We call this 'biosurveillance.' It's a growing field in medicine and public health, which looks for patterns in online doctors' searches related to the signs and symptoms of a disease. Analysis of these searches allows us to be alerted when doctors in a particular region suddenly begin to see the same symptoms - symptoms that could be the early signs of a potentially deadly outbreak. The reason we can see these patterns is that many doctors around the world are using digital tools to search for clinical information and evidence. As they do, it becomes possible to identify spikes in their searches.
As a doctor and infectious disease specialist, I'm fascinated by the potential of health information technology to be used as a new weapon in public health. Although traditional techniques for detecting and monitoring outbreaks continue to be important for protecting public health, these approaches can be slow and don't always detect all cases.
I came across the possibility of using digital medical information for biosurveillance through my company, which makes one of the world's most widely used online medical references, called UpToDate. More than a million doctors in over 180 countries use UpToDate to support their decisions while caring for patients. They can look up advice on the best approach to the diagnosis and treatment of different conditions and back up their decisions with the latest evidence. Because UpToDate is so heavily consulted - with over 35 million topic views per month - we wanted to see if our users' searches could enable us to identify infectious disease outbreaks.
Based on the research we have done to date, the answer is yes. Take the spike in doctors' searches we found in 2014 and 2015 in Jeddah and Riyadh, Saudi Arabia, for information relating to MERS. MERS is a potentially deadly viral infection that emerged in the Middle East in 2012 and continues to cause outbreaks. The increase in UpToDate searches for MERS and its symptoms in cities in Saudi Arabia correlated with three different outbreaks in hospitals there. The individual doctors probably couldn't see the pattern emerge on a case-by-case basis. But stepping back and allowing the data to paint the big picture showed the pattern of the outbreaks.
We have also analysed UpToDate search activity in the setting of several infectious disease outbreaks in Arizona and found similar results. In some cases, we even found that clinicians were searching UpToDate for information about a disease before the earliest cases were reported to public health authorities.

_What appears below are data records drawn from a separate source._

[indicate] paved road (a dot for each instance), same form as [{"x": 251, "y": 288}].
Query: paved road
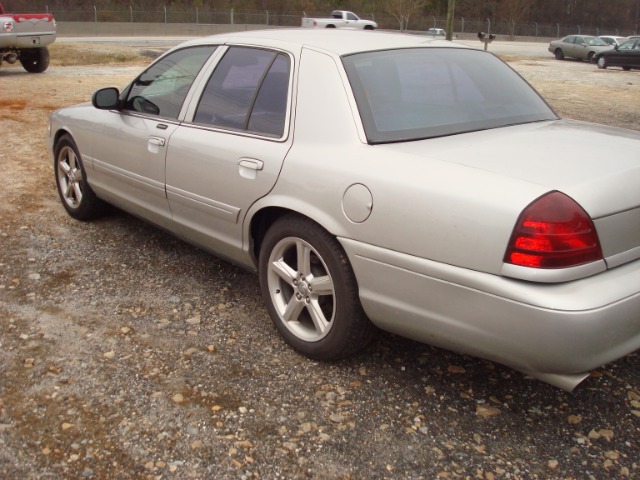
[{"x": 522, "y": 49}]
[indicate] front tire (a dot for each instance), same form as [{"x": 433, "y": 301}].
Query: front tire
[
  {"x": 35, "y": 60},
  {"x": 76, "y": 195},
  {"x": 602, "y": 63},
  {"x": 311, "y": 291}
]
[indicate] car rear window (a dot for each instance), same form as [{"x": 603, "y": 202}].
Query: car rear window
[{"x": 412, "y": 94}]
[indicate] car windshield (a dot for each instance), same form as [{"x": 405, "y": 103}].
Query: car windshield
[
  {"x": 412, "y": 94},
  {"x": 595, "y": 42}
]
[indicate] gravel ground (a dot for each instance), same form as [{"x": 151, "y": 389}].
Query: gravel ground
[{"x": 126, "y": 353}]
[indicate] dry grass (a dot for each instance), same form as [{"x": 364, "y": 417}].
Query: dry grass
[{"x": 75, "y": 54}]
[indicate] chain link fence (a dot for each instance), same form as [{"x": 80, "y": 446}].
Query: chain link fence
[{"x": 274, "y": 19}]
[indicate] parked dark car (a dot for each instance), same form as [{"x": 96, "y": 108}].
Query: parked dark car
[{"x": 626, "y": 56}]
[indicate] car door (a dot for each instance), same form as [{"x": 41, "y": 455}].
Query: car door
[
  {"x": 130, "y": 149},
  {"x": 231, "y": 152},
  {"x": 579, "y": 48},
  {"x": 629, "y": 54},
  {"x": 568, "y": 46}
]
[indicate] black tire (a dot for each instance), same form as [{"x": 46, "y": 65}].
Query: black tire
[
  {"x": 76, "y": 195},
  {"x": 324, "y": 287},
  {"x": 35, "y": 60},
  {"x": 602, "y": 63}
]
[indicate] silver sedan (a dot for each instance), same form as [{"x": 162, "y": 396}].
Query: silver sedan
[
  {"x": 378, "y": 181},
  {"x": 583, "y": 47}
]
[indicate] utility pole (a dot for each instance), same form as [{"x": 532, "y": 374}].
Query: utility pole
[{"x": 450, "y": 16}]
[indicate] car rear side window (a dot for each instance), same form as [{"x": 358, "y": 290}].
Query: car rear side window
[
  {"x": 162, "y": 89},
  {"x": 248, "y": 91},
  {"x": 412, "y": 94}
]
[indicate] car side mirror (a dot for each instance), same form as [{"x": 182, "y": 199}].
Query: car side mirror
[{"x": 106, "y": 98}]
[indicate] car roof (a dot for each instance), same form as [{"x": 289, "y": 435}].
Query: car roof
[{"x": 337, "y": 41}]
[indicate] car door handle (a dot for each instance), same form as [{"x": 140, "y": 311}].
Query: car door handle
[
  {"x": 251, "y": 163},
  {"x": 249, "y": 167}
]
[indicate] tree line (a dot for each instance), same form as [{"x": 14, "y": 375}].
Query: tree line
[{"x": 622, "y": 13}]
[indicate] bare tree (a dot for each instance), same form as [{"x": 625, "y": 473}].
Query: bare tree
[
  {"x": 402, "y": 10},
  {"x": 515, "y": 11}
]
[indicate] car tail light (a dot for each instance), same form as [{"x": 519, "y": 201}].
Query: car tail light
[{"x": 553, "y": 232}]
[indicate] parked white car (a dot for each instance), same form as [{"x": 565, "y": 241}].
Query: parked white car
[
  {"x": 613, "y": 39},
  {"x": 340, "y": 19},
  {"x": 378, "y": 180}
]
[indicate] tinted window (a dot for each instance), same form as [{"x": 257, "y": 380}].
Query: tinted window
[
  {"x": 247, "y": 91},
  {"x": 162, "y": 88},
  {"x": 421, "y": 93}
]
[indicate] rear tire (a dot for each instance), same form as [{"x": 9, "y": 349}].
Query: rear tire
[
  {"x": 35, "y": 60},
  {"x": 77, "y": 197},
  {"x": 311, "y": 291}
]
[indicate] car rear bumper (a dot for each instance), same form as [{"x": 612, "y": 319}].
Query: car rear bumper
[{"x": 554, "y": 332}]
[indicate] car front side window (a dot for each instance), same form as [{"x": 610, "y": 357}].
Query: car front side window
[
  {"x": 248, "y": 91},
  {"x": 163, "y": 87}
]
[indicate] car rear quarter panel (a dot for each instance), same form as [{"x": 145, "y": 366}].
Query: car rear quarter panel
[{"x": 424, "y": 207}]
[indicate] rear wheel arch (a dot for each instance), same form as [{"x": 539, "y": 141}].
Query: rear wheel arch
[
  {"x": 309, "y": 287},
  {"x": 264, "y": 218}
]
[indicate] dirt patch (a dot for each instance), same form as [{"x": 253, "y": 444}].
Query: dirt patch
[{"x": 125, "y": 353}]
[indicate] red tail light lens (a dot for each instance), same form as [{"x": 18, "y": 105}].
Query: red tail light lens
[{"x": 553, "y": 232}]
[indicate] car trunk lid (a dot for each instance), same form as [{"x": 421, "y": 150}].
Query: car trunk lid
[{"x": 596, "y": 165}]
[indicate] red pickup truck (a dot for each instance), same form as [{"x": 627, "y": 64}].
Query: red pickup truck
[{"x": 24, "y": 37}]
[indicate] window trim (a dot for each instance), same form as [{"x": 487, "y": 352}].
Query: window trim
[
  {"x": 188, "y": 97},
  {"x": 208, "y": 71}
]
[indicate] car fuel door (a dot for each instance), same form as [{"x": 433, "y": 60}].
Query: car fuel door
[{"x": 231, "y": 153}]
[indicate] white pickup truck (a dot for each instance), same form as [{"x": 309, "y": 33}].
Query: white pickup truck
[
  {"x": 24, "y": 37},
  {"x": 340, "y": 19}
]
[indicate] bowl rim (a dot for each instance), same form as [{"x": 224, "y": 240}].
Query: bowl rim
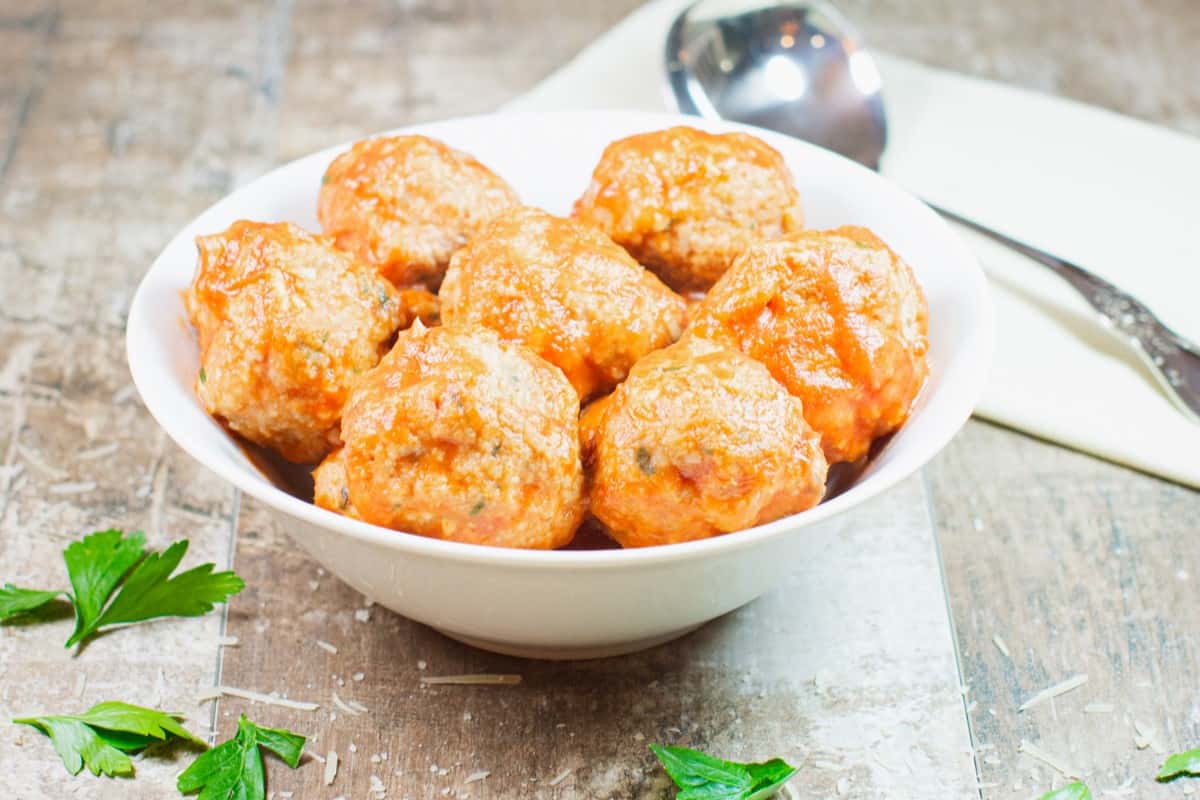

Analysing global search activity on health topics has been done before. Google saw the potential when it developed Google Flu Trends, using patterns in search queries from the public to predict or detect influenza outbreaks. There is also a lot of interest in using content in social media apps to detect outbreaks.
However, analysing what clinicians themselves are searching for, based on their consultations with patients, is more likely to relate to actual cases (rather than other factors such as the public's fears about a possible outbreak reported in the media). And since these tools only need the clinician to have a smartphone and an internet connection, it could be possible to identify patterns suggestive of an outbreak from most places in the world. All that is needed is a focused effort to analyse the information that the tools generate.
The stakes are high. As we saw with Ebola, public health authorities have been caught off guard by outbreaks around the world. The wide use of digital information tools in medicine opens up the possibility for biosurveillance to help us detect outbreaks earlier. By doing so, public health authorities would be better able to halt such outbreaks, preventing new infections and their complications, and even saving lives.
The opinions expressed in this article are solely my own and do not reflect the views and opinions of Brigham and Women's Hospital.